A seventeen-year-old boy is locked in an interrogation cell in Guantanamo. He breaks down crying and says he wants his family. The interrogator senses the boy is psychologically vulnerable and consults with a psychologist. The psychologist has evaluated the boy prior to the questioning and says, "Tell him his family has forgotten him." The psychologist also prescribes "linguistic isolation" (not letting him have contact with anyone who speaks his language.) The boy attempts suicide a few weeks later. On the eve of the boy's trial, the psychologist apparently fearing her testimony will only further implicate her, indicates she will plead the Fifth Amendment if she is called to the stand. The trial is postponed, leaving the boy in further limbo.
The military psychologist is merely a foot soldier in psychology's participation in torture. It goes much deeper. We now know that psychologists helped design and implement significant segments of George Bush's torture program. Despite their credo, "Above all, do no harm," two psychologists developed instruments of psychological torture. They "reversed engineered" psychological principles. They used the very therapeutic interventions psychologists use to ameliorate psychological suffering, but "reversed" their direction to create psychological distress and instability. If one's reality sense is threatened, a good therapist validates and supports it as appropriate. In reverse engineering, the environment is deliberately made more confusing and the victim's trust in his own perceptions is intentionally undermined. In extreme form, this can ultimately drive a person to insanity from which some never come back. These were the types of techniques that were used on the seventeen-year-old detainee and others.
Military psychologists also colluded with the Justice Department to help CIA operatives circumvent the legal prohibitions against torture. Under the Justice Department definition of torture, if a detainee was sent to a psychologist for a mental health evaluation prior to interrogation it was per se evidence that the interrogator had no legal intent to torture the detainee because the referral "demonstrated concern" for the welfare of the detainee.
Most remarkably of all, this whole process occurred under a protective "ethical" seal from the American Psychological Association (APA), psychologists' largest national organization. The APA governance repeatedly rejected calls from its membership for APA to join other health organizations in declaring participation in Bush detention center interrogations unethical.
Most psychologists are appalled at what the APA has done, and many, like me, have resigned from the APA. But the true story behind APA's involvement with torture has not been fully told.
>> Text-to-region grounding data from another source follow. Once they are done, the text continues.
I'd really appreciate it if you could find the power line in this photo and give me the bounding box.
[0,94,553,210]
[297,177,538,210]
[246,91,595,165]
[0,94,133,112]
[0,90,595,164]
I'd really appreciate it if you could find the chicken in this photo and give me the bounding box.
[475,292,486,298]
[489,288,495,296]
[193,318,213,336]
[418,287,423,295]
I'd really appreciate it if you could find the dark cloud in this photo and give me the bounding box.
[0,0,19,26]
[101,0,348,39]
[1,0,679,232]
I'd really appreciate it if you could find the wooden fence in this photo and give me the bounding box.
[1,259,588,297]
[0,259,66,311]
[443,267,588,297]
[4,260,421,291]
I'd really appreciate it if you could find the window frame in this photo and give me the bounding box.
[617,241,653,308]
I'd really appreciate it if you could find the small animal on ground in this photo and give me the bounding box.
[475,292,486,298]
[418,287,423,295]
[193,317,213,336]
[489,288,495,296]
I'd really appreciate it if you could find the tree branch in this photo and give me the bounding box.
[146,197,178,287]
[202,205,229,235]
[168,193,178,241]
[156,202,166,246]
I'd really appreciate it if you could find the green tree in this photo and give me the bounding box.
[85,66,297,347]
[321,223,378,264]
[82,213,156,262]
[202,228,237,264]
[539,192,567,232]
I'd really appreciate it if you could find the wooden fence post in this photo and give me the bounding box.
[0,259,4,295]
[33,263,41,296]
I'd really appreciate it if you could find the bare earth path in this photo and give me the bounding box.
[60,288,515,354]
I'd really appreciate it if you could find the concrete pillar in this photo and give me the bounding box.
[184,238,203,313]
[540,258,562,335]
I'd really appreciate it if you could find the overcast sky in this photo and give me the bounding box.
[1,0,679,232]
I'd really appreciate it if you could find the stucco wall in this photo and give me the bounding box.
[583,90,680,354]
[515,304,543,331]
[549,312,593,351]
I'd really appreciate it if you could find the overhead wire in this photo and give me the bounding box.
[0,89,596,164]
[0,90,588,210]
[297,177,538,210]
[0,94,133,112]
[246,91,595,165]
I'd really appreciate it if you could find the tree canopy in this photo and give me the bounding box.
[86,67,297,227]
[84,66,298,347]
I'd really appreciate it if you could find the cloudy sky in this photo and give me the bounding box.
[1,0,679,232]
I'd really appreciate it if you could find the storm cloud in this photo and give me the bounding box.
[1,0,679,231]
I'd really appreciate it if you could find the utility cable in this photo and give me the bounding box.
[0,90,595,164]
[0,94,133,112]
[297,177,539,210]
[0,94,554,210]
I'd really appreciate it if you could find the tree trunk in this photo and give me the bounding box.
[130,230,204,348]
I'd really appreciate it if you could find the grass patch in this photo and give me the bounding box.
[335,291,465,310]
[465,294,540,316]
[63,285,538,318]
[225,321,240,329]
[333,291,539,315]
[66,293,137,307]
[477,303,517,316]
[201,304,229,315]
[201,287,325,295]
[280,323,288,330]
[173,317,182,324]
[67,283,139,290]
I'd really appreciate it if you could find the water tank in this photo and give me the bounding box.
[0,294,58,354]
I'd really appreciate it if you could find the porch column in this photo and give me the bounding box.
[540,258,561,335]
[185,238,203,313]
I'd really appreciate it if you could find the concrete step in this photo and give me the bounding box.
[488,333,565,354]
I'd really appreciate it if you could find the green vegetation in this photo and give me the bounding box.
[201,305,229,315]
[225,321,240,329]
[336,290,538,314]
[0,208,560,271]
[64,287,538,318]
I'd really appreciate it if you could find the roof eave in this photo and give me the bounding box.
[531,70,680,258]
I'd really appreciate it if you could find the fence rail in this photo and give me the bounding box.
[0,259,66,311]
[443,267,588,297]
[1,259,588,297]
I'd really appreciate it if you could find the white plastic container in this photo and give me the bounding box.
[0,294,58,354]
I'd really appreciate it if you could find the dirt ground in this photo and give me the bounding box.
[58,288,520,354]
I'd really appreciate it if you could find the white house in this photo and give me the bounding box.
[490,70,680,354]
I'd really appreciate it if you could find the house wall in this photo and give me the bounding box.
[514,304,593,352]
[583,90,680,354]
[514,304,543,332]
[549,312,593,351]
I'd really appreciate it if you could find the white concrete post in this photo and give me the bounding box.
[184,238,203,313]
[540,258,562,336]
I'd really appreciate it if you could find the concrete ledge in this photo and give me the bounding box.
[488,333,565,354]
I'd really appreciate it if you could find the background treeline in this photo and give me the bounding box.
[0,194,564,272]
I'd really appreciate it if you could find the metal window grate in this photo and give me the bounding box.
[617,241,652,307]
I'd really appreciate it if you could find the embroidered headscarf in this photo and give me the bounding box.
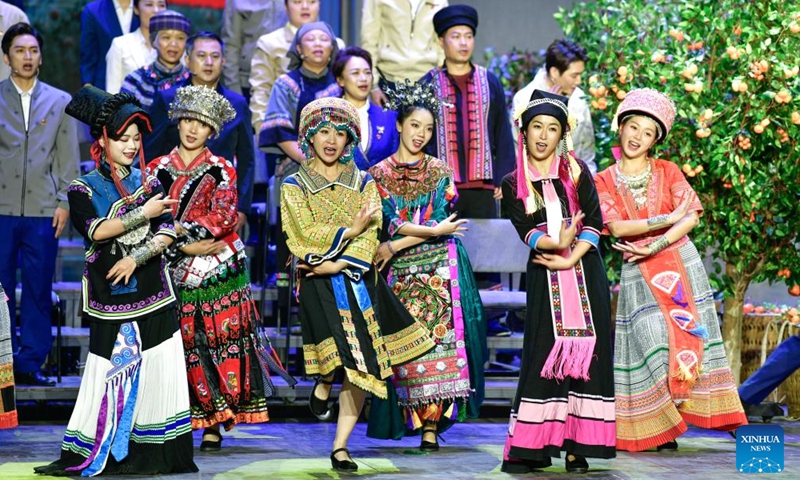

I have had ample opportunity to observe both the inner workings of the APA and the personalities and organizational vicissitudes that have affected it over the last two decades. For most of the twenty-year period from 1983 to 2003, I either worked inside the APA central office as the first Executive Director of the APA Practice Directorate, or I served in various governance positions, including Chair of the APA Board of Professional Affairs and member of the APA Council of Representatives. Since leaving APA I have maintained a keen interest in the organization.
The transformation of APA, in the past decade, from a historically liberal organization to an authoritarian one that actively assists in torture has been an astonishing process. As with many usurpations of democratic liberal values, the transformation was accomplished by a surprisingly small number of people. APA is an invaluable case study in the psychological manipulations that influence our governmental and non-governmental institutions.
To explain APA's behavior two questions have to be answered. First, how did the APA develop the connections with the military that fostered the shameful role it has played in torture? Second, why did the APA governance not join other health professions in prohibiting participation in the Bush Administration's "enhanced interrogations," as APA's rank and file members were demanding?
The APA-military connection
One source of APA's military connections is obvious to anyone who has worked at APA over the last twenty-five years. Strangely, it has been overlooked by the media. Since the early 1980's, APA has had a unique relationship with Hawaii Senator Daniel Inouye's office. Inouye was an honored WWII veteran, a Japanese American who himself was a medical volunteer in the midst of the bombing of Pearl Harbor. He entered office in 1962. For much of the '70s, he was Chair of the Senate Select Committee on Intelligence. Later he became, and is currently, the chair of the U.S. Senate Appropriations Subcommittee on Defense, which, of course, makes up the largest chunk of federal discretionary spending and is why economists often split discretionary government funding into defense spending versus "everything else." This appropriations committee covers not only all of the armed forces but the CIA as well. Put succinctly, Inouye controls the military purse strings, and is very influential with military brass.